In the effort to get the number down to 20 percent in five years, EarthLink is expected to offer rates of $10 a month for low-income users ("low-income" has yet to be defined), as opposed to a standard rate of $20. That rate already is offered in about one-third of the city by Closed Networks Inc., a local company.
Those prices are lower than cable, comparable to dial-up and some DSL rates. (In San Francisco, Google has proposed providing free citywide wireless for everyone.)
But the current cost of Internet service - and its unavailability in some pockets of the city - may not be the biggest obstacles to expanding access; 36 percent of Philadelphians don't have computers.
Wireless Philadelphia plans to use revenues from EarthLink and other sources to help bring computers and computer-training to the poor.

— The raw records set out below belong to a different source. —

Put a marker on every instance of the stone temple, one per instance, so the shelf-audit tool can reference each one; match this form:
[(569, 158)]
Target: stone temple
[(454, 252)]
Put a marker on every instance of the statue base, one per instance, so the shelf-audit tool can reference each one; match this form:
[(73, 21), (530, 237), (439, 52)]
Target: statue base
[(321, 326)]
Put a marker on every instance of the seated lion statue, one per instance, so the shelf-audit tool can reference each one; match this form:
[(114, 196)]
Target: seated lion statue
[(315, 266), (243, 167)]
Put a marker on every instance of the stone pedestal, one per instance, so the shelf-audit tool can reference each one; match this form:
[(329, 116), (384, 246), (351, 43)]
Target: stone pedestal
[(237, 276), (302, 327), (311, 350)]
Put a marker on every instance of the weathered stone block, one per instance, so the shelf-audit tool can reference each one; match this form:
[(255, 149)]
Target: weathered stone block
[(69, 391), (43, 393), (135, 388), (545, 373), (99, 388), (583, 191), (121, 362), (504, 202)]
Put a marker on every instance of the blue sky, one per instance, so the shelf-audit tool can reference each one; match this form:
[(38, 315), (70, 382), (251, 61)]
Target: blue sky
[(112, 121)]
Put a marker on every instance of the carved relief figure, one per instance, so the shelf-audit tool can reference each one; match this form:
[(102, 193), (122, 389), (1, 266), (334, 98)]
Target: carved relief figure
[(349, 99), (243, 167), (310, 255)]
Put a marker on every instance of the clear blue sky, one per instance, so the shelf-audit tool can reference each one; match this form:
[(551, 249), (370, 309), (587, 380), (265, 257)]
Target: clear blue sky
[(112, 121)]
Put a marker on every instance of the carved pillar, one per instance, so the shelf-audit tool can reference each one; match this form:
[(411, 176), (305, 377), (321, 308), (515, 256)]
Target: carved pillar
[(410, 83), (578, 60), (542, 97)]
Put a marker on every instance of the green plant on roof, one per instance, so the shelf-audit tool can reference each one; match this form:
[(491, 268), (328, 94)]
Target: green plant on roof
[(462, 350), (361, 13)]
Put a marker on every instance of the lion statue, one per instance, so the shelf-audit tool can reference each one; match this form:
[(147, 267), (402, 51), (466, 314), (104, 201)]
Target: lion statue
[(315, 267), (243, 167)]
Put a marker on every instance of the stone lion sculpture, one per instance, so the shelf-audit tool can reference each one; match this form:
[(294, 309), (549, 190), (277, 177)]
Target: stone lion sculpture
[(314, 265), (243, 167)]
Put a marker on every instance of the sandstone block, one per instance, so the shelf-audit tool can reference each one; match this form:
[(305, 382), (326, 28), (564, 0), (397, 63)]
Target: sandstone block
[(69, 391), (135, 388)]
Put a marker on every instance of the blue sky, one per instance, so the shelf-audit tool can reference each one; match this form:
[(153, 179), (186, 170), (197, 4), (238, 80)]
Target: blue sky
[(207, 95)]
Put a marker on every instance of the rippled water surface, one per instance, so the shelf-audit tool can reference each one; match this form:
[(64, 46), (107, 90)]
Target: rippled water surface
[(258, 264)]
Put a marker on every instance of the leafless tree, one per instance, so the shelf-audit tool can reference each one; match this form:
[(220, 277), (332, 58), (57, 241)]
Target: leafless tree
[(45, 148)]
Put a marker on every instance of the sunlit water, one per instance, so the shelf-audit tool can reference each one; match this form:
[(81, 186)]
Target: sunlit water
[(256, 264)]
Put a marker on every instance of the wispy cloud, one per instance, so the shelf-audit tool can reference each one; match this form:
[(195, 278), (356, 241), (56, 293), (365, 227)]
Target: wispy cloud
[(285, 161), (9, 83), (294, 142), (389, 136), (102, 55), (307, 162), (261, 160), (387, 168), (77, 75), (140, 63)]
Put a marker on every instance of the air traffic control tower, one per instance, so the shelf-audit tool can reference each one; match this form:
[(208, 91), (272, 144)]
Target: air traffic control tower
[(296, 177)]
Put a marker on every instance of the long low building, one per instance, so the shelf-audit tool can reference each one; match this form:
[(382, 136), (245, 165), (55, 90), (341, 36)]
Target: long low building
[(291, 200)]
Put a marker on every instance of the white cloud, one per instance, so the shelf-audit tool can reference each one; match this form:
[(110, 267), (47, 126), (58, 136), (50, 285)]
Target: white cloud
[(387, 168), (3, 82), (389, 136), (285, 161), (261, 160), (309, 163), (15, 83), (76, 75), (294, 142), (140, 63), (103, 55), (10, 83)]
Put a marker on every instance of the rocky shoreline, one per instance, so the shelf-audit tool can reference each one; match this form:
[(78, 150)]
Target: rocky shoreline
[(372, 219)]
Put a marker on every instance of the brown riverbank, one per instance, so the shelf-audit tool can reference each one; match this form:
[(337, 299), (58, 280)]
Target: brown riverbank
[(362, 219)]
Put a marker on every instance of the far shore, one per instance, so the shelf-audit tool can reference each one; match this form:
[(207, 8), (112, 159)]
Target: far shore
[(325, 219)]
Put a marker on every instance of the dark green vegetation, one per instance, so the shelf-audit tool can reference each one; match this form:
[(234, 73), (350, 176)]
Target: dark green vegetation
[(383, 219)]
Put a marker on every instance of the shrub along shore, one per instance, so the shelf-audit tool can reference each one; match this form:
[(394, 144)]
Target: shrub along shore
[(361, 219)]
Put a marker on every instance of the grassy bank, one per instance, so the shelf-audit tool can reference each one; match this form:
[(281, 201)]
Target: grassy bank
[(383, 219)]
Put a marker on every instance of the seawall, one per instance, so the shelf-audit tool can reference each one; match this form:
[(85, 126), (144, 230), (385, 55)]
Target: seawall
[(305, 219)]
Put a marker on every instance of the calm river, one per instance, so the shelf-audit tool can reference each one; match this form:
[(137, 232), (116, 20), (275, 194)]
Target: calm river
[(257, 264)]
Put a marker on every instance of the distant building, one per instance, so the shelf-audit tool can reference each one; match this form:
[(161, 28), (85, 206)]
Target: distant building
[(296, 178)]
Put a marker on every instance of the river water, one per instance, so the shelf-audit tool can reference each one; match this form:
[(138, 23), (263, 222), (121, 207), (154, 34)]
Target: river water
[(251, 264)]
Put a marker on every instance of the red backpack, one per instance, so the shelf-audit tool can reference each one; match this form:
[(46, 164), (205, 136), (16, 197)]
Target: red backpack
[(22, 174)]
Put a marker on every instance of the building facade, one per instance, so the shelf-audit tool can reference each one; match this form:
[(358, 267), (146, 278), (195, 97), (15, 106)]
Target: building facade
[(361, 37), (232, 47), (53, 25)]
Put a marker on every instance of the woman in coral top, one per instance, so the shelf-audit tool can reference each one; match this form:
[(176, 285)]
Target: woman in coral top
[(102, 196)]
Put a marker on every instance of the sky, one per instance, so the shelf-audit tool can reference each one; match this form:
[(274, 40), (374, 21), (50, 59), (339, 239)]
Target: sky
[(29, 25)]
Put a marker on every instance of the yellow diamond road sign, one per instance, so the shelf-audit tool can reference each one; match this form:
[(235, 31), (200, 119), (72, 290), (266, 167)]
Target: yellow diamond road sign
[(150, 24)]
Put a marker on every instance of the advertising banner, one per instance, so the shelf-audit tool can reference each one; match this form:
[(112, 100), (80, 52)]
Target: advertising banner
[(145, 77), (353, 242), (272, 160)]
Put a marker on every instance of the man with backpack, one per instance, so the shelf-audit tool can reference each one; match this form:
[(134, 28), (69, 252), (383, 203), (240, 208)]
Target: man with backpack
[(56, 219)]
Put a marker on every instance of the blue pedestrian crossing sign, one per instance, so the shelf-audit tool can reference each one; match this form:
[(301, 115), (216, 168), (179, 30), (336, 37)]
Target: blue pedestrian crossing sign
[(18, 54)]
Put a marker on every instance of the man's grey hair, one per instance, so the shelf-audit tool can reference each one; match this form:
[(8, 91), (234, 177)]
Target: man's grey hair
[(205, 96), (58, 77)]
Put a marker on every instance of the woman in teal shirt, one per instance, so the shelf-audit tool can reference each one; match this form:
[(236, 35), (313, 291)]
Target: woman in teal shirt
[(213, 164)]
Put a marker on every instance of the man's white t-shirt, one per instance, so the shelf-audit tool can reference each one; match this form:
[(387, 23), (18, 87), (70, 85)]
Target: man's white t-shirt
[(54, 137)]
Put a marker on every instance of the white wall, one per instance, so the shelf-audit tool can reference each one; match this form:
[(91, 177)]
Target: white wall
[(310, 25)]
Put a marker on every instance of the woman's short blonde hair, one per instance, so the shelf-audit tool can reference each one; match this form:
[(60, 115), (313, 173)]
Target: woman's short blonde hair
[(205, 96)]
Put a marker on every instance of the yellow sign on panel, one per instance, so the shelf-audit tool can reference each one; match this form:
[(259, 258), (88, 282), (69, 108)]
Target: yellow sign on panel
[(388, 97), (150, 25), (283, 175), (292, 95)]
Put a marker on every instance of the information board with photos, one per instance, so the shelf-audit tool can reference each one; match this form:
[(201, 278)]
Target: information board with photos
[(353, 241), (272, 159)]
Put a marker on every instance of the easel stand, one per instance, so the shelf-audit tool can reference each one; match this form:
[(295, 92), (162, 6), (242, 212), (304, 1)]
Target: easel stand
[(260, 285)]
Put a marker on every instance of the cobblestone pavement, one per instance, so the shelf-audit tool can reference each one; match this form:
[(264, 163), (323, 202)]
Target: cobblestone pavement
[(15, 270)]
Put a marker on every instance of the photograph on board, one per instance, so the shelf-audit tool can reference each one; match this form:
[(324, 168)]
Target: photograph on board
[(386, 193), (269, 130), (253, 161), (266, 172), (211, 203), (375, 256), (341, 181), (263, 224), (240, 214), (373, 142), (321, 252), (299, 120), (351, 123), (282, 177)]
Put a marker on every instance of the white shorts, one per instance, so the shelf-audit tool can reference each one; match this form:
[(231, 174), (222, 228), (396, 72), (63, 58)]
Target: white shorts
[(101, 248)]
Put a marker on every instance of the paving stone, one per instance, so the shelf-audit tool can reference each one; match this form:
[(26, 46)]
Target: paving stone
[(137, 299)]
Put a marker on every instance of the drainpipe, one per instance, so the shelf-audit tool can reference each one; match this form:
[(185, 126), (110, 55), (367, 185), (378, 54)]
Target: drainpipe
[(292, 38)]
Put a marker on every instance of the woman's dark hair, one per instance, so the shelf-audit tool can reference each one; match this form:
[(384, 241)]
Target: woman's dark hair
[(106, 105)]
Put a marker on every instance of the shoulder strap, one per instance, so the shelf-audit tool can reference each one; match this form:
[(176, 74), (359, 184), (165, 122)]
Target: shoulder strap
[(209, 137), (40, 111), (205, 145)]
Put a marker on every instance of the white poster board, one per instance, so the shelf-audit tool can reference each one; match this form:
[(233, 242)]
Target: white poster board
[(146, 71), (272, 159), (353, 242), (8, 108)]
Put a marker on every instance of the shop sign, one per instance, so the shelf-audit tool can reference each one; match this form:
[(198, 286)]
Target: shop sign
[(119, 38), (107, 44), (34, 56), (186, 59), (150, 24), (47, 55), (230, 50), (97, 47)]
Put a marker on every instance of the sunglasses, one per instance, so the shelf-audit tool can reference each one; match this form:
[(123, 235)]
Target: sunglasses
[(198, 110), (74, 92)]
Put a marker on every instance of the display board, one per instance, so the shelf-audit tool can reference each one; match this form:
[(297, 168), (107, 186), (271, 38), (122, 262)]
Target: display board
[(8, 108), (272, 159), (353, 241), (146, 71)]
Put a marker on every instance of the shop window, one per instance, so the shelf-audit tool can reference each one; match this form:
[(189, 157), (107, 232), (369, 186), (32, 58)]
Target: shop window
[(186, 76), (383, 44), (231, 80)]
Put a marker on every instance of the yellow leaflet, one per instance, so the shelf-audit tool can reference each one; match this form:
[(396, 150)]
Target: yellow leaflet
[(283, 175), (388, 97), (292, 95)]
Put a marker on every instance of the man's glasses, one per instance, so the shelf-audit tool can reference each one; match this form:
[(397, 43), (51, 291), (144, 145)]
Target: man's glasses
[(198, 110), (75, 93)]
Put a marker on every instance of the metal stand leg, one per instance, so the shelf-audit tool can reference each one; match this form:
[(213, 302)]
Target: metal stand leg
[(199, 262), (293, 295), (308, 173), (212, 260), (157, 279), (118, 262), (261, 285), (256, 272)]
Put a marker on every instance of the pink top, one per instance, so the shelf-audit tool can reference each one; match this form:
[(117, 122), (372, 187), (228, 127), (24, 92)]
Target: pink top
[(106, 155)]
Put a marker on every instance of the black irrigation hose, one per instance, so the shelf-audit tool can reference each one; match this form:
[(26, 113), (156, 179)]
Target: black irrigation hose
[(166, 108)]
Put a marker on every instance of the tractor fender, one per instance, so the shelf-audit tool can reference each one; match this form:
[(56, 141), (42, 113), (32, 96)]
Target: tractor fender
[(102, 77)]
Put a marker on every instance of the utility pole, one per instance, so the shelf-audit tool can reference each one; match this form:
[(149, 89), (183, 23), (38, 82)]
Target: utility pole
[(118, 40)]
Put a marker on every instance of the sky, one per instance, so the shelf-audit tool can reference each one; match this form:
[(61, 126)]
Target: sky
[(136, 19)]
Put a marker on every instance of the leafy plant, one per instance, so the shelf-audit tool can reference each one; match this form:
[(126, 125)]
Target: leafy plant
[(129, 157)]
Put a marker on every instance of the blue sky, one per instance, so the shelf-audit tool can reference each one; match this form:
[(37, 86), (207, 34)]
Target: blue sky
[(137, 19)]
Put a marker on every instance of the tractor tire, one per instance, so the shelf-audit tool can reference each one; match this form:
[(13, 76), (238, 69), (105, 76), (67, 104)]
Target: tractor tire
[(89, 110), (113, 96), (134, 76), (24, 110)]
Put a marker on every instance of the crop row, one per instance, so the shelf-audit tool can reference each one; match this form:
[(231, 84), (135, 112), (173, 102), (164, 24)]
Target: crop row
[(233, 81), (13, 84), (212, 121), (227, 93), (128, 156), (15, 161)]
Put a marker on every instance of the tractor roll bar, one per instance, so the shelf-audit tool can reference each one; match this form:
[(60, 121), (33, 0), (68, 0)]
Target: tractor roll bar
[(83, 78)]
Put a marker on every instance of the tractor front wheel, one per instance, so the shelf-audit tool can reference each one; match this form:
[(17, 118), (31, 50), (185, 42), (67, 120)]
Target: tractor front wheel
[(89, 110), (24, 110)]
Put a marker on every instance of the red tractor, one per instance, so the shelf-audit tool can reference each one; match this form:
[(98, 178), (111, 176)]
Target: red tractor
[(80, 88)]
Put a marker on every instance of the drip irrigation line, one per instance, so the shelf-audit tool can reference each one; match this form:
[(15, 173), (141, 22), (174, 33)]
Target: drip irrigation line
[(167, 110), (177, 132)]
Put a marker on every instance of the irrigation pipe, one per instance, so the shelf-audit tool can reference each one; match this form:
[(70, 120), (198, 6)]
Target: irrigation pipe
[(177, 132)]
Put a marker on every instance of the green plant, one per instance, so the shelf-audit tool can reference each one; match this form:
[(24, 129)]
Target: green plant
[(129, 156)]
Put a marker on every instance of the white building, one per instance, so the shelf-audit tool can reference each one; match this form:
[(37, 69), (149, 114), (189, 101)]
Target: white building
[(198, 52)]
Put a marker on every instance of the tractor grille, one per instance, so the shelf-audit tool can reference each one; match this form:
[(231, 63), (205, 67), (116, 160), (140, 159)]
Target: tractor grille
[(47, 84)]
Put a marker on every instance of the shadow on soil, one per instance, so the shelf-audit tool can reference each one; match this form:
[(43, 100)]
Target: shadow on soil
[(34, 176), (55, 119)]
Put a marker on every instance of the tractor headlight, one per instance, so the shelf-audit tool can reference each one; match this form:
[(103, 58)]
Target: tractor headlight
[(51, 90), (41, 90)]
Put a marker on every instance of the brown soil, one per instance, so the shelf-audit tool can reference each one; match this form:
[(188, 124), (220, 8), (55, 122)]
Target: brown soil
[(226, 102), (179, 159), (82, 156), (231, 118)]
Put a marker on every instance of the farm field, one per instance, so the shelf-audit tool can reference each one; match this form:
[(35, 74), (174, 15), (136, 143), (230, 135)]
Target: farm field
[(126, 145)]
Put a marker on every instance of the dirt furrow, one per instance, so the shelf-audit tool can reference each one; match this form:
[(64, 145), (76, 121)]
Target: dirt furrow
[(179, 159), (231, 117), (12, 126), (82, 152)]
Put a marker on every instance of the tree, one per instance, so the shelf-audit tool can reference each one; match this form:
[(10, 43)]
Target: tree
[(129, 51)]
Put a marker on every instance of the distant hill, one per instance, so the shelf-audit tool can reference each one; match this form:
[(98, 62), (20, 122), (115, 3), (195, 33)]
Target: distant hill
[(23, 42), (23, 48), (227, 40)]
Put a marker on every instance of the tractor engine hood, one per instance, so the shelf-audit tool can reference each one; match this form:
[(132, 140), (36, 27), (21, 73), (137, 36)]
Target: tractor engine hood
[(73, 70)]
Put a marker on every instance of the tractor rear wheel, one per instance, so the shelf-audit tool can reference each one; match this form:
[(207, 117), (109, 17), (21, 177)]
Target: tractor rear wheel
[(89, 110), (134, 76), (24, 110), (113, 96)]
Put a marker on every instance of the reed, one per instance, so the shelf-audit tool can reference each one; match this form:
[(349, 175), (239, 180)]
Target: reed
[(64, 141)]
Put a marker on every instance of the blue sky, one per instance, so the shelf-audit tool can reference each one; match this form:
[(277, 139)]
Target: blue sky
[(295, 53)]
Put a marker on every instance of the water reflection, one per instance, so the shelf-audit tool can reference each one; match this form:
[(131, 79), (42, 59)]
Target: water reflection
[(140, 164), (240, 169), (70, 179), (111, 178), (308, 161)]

"If the prime focus here was really broadband access for impoverished residents, there are other, simpler ways to go about it," said Ellen Daley, an analyst for Forrester Research, an independent, Massachusetts-based company that studies the business of technology. "You might target subsidies to the poor through the existing providers."
Is the plan realistic, economically and technically?
Berryman says that he's confident that EarthLink will be able to make money. But Michael J. Balhoff, a Maryland-based consultant whose research has been financed by established Internet service providers, says the numbers don't add up.
He and other experts say that EarthLink also is underestimating the difficulties of covering a vast, urban area and the cost of operating and maintaining the system. The vast majority of signal boxes will be on utility poles, exposed to weather and vandals.
If it all goes wrong, they may need Rocky to devise a lower tech mass broadband scheme the way he did his own phone system:
Yo, Paulie -- Ya sister's with me! I'll call ya later.